If Nothing Is Sacred (que traz um ótimo solo) evidencia novamente isso que falamos sobre ‘groove’ e ‘industrial’. Mesclando o peso de um SKINNY PUPPY com a melodia vocal rica de um GOTHMINISTER, a música caminha em múltiplas direções, mergulhando o ouvinte em um universo escuro, solitário, sem esperança. Na sequência, adicionando um bocado de dinâmica e variação, Sacrifice é correria, rápida e feroz. Embora trabalhe com escolhas vocais muito semelhantes com aquelas que me afastaram de Haunting You, a coisa aqui soa mais completa e bem pensada, trazendo uma aura gótica para a música, algo que muito provavelmente deriva das boas melodias que compensam/complementam o timbre de forma mais que satisfatória. E, se queremos algo ‘mais que satisfatório’, a próxima, Mind Prison é certeira. Vocais ótimos, riffs repletos de groove e teclados que roubam a cena, adicionando ambientações incríveis, que parecem situar o ouvinte em uma história, e não apenas complementar uma música. Muito interessante mesmo.

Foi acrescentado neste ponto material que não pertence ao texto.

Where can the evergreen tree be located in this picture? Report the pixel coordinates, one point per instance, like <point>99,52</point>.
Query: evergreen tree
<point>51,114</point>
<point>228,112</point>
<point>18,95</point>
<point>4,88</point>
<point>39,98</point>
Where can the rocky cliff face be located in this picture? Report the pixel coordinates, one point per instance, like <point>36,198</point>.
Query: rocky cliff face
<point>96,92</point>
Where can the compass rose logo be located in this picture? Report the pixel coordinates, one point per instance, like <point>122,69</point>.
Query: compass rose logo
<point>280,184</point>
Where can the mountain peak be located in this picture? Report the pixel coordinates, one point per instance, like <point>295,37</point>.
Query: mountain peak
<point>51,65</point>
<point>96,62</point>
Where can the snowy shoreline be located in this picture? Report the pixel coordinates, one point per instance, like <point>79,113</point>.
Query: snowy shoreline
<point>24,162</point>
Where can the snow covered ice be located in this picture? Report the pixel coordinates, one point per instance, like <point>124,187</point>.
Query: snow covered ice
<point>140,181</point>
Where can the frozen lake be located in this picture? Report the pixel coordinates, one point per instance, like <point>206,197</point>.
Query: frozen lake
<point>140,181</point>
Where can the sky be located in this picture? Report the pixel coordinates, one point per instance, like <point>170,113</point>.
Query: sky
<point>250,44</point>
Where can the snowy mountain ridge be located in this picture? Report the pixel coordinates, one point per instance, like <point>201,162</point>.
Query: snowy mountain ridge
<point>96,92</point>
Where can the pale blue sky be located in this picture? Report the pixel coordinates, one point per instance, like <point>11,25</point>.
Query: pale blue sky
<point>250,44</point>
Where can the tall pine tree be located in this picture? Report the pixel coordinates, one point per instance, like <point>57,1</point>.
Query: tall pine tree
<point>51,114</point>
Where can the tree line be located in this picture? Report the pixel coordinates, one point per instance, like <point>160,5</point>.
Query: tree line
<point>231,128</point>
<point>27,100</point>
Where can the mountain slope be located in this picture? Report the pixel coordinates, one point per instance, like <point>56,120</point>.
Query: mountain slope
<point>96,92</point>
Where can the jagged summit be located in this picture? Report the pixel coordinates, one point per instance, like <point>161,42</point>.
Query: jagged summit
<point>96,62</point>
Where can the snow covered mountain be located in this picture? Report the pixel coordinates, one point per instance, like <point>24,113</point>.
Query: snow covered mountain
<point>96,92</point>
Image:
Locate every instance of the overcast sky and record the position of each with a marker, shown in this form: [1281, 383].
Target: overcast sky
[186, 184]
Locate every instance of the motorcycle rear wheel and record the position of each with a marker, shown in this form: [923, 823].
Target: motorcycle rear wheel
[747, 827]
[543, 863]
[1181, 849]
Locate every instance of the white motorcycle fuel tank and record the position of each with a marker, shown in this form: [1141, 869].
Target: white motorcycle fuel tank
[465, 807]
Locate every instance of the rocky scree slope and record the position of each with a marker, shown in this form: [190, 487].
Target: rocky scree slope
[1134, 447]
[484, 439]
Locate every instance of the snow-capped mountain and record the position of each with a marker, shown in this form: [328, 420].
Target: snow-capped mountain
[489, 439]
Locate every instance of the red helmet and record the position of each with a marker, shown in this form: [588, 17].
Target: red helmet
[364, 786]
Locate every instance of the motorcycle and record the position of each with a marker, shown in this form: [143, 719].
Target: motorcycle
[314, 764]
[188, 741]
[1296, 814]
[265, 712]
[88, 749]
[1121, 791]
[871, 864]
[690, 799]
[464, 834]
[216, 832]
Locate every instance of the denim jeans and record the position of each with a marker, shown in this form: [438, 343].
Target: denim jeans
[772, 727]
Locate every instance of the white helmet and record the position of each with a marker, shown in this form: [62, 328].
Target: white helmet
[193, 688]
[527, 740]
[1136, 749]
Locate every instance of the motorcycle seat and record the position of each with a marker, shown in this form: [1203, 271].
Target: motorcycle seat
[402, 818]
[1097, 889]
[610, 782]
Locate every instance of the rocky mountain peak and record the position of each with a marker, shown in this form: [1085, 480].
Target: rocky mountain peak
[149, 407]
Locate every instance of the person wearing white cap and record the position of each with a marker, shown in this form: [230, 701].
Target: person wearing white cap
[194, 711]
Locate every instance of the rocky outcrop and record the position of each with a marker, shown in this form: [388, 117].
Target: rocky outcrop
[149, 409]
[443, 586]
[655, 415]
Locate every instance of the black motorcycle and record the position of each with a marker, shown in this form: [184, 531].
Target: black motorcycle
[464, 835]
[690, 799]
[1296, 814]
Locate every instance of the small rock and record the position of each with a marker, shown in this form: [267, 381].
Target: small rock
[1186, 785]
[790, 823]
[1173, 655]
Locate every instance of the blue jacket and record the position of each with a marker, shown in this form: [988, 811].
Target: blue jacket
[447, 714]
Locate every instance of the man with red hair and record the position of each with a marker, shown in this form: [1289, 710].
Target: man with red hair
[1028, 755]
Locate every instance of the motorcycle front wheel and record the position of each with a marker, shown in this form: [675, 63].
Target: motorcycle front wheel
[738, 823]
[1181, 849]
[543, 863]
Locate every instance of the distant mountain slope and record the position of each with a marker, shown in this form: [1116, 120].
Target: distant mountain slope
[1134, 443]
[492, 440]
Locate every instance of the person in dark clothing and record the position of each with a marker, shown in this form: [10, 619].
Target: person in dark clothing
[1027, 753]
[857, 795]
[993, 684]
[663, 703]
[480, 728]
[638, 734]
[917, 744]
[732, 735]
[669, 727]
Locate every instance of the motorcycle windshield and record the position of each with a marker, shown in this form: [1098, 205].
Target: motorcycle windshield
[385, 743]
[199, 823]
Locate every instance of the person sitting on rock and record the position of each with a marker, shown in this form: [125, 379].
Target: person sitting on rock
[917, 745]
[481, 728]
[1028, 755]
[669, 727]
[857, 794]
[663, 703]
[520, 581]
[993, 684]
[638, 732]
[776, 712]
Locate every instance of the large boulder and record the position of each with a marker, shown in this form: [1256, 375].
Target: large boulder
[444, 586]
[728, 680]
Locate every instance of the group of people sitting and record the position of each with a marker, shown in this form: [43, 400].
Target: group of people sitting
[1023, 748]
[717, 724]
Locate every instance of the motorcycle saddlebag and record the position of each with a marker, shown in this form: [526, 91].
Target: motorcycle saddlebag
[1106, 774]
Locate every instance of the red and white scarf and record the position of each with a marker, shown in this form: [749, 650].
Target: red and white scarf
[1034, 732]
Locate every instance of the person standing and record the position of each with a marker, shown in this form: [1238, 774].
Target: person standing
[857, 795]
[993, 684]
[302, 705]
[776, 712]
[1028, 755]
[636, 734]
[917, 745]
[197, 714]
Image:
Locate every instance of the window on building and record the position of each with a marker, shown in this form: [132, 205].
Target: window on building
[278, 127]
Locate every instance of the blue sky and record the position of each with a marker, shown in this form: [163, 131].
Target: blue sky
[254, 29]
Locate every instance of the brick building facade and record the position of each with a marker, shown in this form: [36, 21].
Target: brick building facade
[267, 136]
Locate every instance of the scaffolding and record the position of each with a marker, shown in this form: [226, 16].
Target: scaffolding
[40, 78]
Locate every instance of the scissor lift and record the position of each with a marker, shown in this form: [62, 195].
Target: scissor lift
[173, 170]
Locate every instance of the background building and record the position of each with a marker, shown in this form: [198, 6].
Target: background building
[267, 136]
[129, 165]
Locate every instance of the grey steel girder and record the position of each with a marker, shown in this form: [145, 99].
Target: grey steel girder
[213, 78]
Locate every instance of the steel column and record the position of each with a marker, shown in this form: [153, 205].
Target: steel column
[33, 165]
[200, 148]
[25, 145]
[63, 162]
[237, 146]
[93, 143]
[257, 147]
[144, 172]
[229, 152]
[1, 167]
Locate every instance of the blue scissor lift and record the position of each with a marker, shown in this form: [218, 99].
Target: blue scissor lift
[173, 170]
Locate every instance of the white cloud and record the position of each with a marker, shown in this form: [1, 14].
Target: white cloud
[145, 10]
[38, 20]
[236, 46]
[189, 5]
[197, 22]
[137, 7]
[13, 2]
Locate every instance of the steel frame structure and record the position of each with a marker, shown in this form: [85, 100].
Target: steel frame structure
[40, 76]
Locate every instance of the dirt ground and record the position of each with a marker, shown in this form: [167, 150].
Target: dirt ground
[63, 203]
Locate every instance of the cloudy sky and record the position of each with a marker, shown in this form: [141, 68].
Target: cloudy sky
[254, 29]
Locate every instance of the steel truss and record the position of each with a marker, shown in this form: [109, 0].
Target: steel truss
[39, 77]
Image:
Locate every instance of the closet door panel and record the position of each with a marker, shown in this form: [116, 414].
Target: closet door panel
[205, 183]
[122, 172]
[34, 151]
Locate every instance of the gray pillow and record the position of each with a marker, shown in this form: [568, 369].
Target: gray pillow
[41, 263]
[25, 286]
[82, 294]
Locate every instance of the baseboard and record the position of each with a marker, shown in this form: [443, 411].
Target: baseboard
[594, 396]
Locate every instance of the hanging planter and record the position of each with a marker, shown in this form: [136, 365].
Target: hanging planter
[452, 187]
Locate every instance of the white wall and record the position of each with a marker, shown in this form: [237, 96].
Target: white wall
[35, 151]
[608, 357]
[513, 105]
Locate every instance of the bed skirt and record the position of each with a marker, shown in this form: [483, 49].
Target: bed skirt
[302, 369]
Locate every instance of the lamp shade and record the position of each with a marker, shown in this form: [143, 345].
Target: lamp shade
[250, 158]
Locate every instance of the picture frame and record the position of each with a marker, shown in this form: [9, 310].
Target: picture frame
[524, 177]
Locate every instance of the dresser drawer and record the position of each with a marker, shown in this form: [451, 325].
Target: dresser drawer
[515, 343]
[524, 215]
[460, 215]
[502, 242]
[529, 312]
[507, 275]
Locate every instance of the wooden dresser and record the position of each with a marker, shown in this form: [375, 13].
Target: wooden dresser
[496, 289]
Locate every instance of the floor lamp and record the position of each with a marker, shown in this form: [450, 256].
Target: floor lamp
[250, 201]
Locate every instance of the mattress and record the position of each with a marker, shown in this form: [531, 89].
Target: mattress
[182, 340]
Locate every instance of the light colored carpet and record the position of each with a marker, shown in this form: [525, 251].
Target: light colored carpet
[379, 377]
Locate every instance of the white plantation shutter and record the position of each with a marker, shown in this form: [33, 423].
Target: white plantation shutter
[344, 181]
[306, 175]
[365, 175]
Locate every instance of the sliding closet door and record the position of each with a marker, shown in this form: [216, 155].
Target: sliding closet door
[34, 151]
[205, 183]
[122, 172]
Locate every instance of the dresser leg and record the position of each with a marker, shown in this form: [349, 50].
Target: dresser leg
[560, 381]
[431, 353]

Para fechar o álbum, duas canções: Nightmares essencialmente gótica e industrial, e Secret Call, um que traz um dos riffs mais legais do álbum, além de uma pegada moderna que me fez pensar em bandas como o SEVENDUST, e sim, com isso quero dizer que é uma ótima música. Olhando o álbum em sua totalidade, é fácil perceber que o ALCHEMIA dedicou muito tempo e esforço na sua concepção. A musicalidade intensa e repleta de groove, a atmosfera soturna e macabra providenciada pelos sintetizadores (arranjados por Jon Phipps, que já trabalhou com KREATOR, MOONSPELL, DRAGONFORCE e outros) os vocais variados e as muitas variações rítmicas. Tudo mostra capricho e dedicação acima da média, algo que toda banda estreante deveria buscar se deseja se firmar em um cenário tão expandido. E é justamente isso que esperamos, já com expectativas ainda mais altas para um segundo álbum.